CSIRO scientists spent two years adapting the coral’s sunscreen code so that it could safely be used as an ingredient in human sunscreen; the coral’s sunscreen was then improved to create a suite of 48 new sunscreen filters. According to the agency, the filters are resistant to both UVA and UVB rays and are clear and colourless.
The research builds on work by scientists at the Australian Institute of Marine Science (AIMS). Larissa Bright Australia, in partnership with AIMS, studied the results of over 20 years of AIMS research into the UV protection mechanisms employed by shallow water corals before approaching CSIRO.
CSIRO Research Scientist Dr Mark York, who led the research project in conjunction with Senior Research Scientist Dr Jack Ryan, said: “The molecular make up of the coral’s natural sunscreen filter was quite complex, but the real challenge was modifying it so that it was resistant to both UVA and UVB radiation in one molecule, which is what makes these filters so unique.”

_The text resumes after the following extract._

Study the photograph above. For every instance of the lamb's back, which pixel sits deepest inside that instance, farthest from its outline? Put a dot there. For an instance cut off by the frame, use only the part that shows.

“We wanted to find a way to convert this natural method of coping with exposure to the intensive UV rays from Queensland’s sunshine into a safe and effective sunscreen for human use,” added Larissa Bright, Company Director of Larissa Bright Australia. “We feel these filters will set a new standard in broad spectrum sunscreen. They mimic the natural sunscreen coral has developed and used over millions of years.”
The broad spectrum coral sunscreen filters are expected to be available in consumer products globally within five years.